Compact Tetrahedralization-based Acceleration Structure for Ray Tracing
Aytek Aman, Serkan Demirci, U\u{g}ur G\"ud\"ukbay

TL;DR
This paper introduces a compact tetrahedral mesh representation and an efficient GPU-based traversal algorithm that enhances ray-tracing performance, outperforming existing tetrahedral methods and rivaling k-d trees and BVHs.
Contribution
It presents a novel tetrahedral mesh reordering technique and a GPU-optimized traversal algorithm, improving cache efficiency and ray-tracing speed.
Findings
Outperforms existing tetrahedral traversal methods
Achieves comparable performance to k-d trees and BVHs
Demonstrates efficiency improvements through GPU implementation
Abstract
We propose a compact and efficient tetrahedral mesh representation to improve the ray-tracing performance.
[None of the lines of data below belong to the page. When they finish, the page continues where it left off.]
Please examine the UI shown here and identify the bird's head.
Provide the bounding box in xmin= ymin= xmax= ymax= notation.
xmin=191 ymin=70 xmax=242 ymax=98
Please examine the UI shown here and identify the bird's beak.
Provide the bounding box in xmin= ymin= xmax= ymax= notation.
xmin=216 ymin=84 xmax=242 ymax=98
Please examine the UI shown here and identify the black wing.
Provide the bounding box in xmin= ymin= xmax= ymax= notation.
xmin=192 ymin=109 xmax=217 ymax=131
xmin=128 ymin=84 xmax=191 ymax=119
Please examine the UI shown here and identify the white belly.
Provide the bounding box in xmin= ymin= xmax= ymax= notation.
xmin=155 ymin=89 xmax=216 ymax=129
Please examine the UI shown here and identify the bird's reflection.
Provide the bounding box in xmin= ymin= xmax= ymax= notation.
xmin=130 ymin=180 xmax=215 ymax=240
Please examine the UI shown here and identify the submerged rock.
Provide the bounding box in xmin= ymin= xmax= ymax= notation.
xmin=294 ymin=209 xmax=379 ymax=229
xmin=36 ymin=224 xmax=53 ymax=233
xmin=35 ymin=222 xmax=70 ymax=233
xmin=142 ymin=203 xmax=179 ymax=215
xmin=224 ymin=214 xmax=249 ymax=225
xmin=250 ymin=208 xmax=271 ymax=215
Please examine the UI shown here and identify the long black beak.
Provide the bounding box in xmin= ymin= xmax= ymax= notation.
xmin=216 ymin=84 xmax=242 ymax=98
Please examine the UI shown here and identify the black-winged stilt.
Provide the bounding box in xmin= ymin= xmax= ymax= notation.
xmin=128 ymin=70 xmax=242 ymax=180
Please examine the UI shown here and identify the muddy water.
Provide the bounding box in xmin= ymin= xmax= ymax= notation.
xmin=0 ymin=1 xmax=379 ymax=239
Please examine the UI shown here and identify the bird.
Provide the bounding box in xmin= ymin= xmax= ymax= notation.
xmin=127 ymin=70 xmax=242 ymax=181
We reorder tetrahedral mesh data using a space-filling curve to improve cache locality. Most importantly, we propose an efficient ray traversal algorithm. We provide details of common ray tracing operations on tetrahedral meshes and give the GPU implementation of our traversal method. We demonstrate our findings through a set of comprehensive experiments. Our method outperforms existing tetrahedral mesh-based traversal methods and yields comparable results to the traversal methods based on the state of the art acceleration structures such as k-dimensional (k-d) trees and Bounding Volume Hierarchies (BVHs).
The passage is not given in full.